Run medical/ai.py on the shell:

python3 medical/ai.py <CONFERENCE> <YEAR>

e.g. For 'cvpr 2017', you get 8 medical-like conference papers:

python3 medical/ai.py cvpr 2017
Connecting for CVPR 2017 ...
Downloading from CVPR 2017 ... 784 papers Complete!
===================================

CVPR 2017

Direct Photometric Alignment by Mesh Deformation.
https://doi.org/10.1109/CVPR.2017.289

ChestX-Ray8: Hospital-Scale Chest X-Ray Database and Benchmarks on Weakly-Supervised Classification and Localization of Common Thorax Diseases.
https://doi.org/10.1109/CVPR.2017.369

MDNet: A Semantically and Visually Interpretable Medical Image Diagnosis Network.
https://doi.org/10.1109/CVPR.2017.378

Joint Sequence Learning and Cross-Modality Convolution for 3D Biomedical Segmentation.
https://doi.org/10.1109/CVPR.2017.398

Fine-Tuning Convolutional Neural Networks for Biomedical Image Analysis: Actively and Incrementally.
https://doi.org/10.1109/CVPR.2017.506

Simultaneous Super-Resolution and Cross-Modality Synthesis of 3D Medical Images Using Weakly-Supervised Joint Convolutional Sparse Coding.
https://doi.org/10.1109/CVPR.2017.613

Multiple-Scattering Microphysics Tomography.
https://doi.org/10.1109/CVPR.2017.614

Expert Gate: Lifelong Learning with a Network of Experts.
https://doi.org/10.1109/CVPR.2017.753


===================================
Medical-like AI papers in CVPR 2017: 8 / 784

Use -m or -markdown option to display result as markdown links:

python3 medical/ai.py cvpr 2017 -m
Connecting for CVPR 2017 ...
Downloading from CVPR 2017 ... 784 papers Complete!
===================================

CVPR 2017

[Direct Photometric Alignment by Mesh Deformation.](https://doi.org/10.1109/CVPR.2017.289)

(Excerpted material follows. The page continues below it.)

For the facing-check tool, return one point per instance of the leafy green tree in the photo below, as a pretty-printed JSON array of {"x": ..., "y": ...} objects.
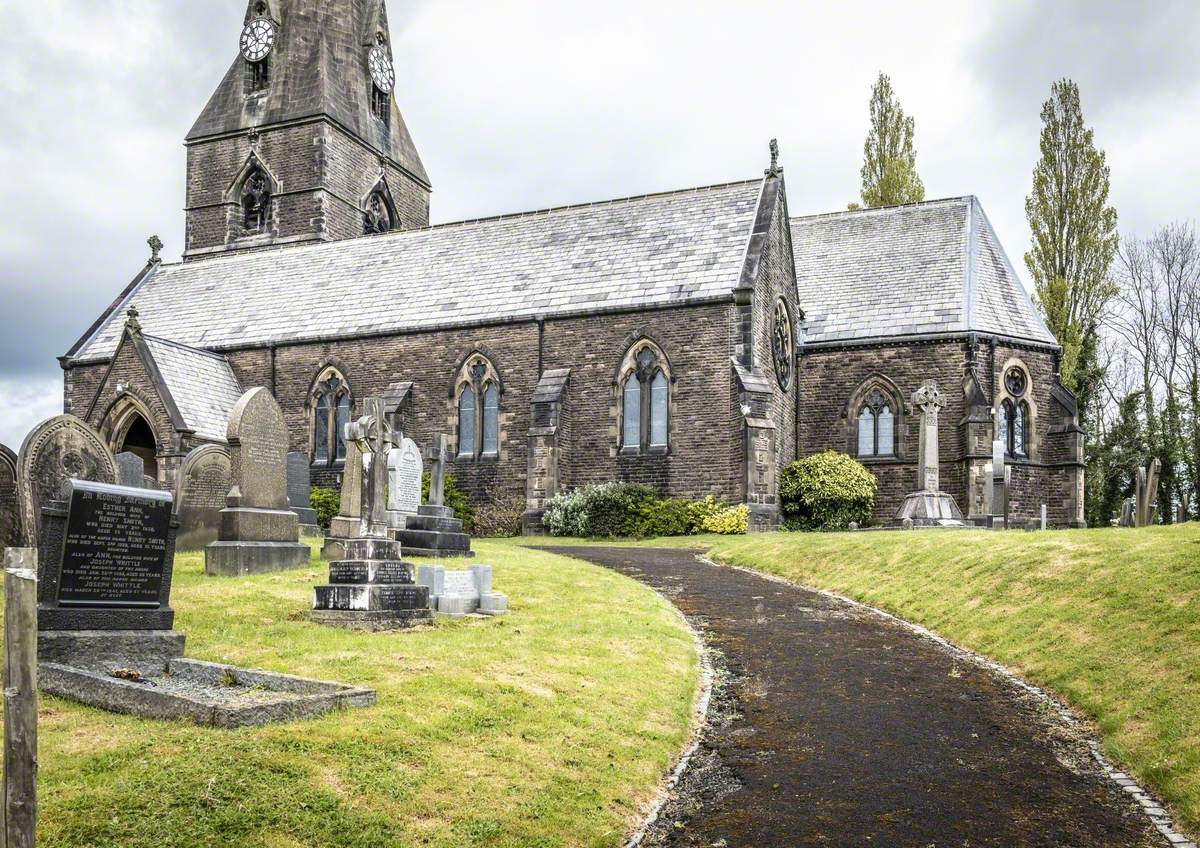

[ChestX-Ray8: Hospital-Scale Chest X-Ray Database and Benchmarks on Weakly-Supervised Classification and Localization of Common Thorax Diseases.](https://doi.org/10.1109/CVPR.2017.369)

    ...

[Expert Gate: Lifelong Learning with a Network of Experts.](https://doi.org/10.1109/CVPR.2017.753)

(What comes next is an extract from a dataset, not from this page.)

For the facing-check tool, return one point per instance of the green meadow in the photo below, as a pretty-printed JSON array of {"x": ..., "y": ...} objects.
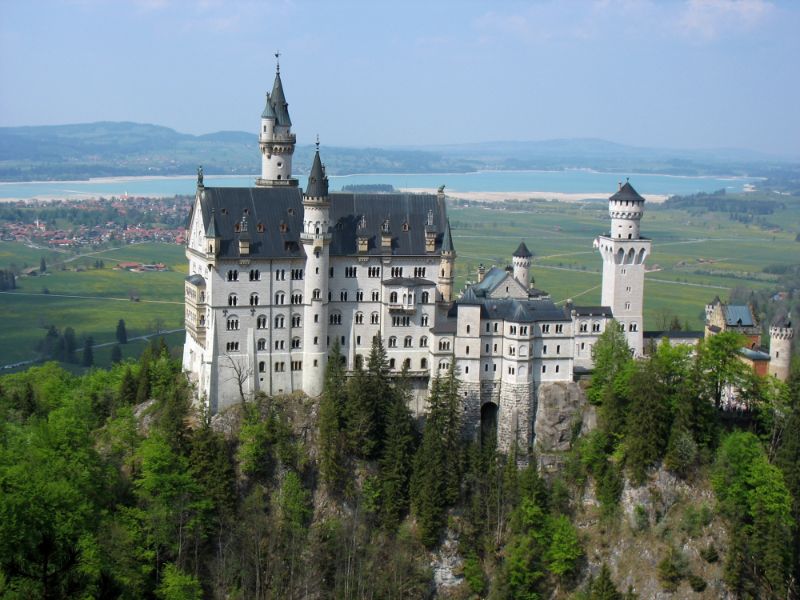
[{"x": 695, "y": 256}]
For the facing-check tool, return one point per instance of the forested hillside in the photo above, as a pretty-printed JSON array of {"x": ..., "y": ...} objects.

===================================
Medical-like AI papers in CVPR 2017: 8 / 784

Use --copy option to copy result onto clipboard:

python3 medical/ai.py cvpr 2017 -m --copy
Connecting for CVPR 2017 ...
Downloading from CVPR 2017 ... 784 papers Complete!
===================================

CVPR 2017

[Direct Photometric Alignment by Mesh Deformation.](https://doi.org/10.1109/CVPR.2017.289)

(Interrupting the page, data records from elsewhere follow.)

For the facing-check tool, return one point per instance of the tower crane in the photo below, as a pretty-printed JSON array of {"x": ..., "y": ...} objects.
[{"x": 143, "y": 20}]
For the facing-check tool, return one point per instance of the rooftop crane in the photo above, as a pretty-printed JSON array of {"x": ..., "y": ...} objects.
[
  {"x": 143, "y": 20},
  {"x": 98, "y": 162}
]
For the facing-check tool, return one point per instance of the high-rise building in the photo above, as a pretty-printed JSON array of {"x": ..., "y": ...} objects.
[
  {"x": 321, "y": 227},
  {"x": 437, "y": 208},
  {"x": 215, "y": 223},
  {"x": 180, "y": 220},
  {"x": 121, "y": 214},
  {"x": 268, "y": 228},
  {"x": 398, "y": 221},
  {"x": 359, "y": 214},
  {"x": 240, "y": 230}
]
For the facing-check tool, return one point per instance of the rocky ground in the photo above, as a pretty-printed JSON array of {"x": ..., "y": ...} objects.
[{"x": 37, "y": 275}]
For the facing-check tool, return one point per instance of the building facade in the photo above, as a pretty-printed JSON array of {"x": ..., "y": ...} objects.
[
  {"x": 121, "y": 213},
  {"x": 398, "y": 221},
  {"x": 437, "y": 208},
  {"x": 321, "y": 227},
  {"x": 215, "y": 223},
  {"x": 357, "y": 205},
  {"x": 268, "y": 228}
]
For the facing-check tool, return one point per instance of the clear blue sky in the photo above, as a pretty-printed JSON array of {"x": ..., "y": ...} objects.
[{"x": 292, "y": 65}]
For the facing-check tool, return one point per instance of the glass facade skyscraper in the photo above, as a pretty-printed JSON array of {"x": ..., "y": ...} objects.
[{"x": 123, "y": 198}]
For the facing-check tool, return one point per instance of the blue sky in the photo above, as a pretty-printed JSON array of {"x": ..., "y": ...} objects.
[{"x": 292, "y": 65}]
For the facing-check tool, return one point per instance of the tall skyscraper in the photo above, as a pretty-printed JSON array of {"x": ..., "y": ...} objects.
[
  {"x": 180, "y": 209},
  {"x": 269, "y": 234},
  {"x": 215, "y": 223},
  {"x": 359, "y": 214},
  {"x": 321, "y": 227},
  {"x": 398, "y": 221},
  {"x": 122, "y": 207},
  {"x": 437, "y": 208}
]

[ChestX-Ray8: Hospital-Scale Chest X-Ray Database and Benchmarks on Weakly-Supervised Classification and Localization of Common Thorax Diseases.](https://doi.org/10.1109/CVPR.2017.369)

[MDNet: A Semantically and Visually Interpretable Medical Image Diagnosis Network.](https://doi.org/10.1109/CVPR.2017.378)

        ...

[Expert Gate: Lifelong Learning with a Network of Experts.](https://doi.org/10.1109/CVPR.2017.753)

===================================
Medical-like AI papers in CVPR 2017: 8 / 784
 * * * Copied this result to clipboard * * *

To browse all available options, input python3 medical/ai.py -h or python3 medical/ai.py --help:

usage: medical/ai.py [-h] [-q] [--copy] [-m | --html]
                     [--title-only | --url-only]
                     conference year

++++++++++++++++++++++++++++++++++++++++++++++++++
Pickup medical AI paper titles and URLs from specified conference and year.
会議名と年数を指定すると, 医療に関連するAI論文のみを探し出してタイトルとURLを列挙します.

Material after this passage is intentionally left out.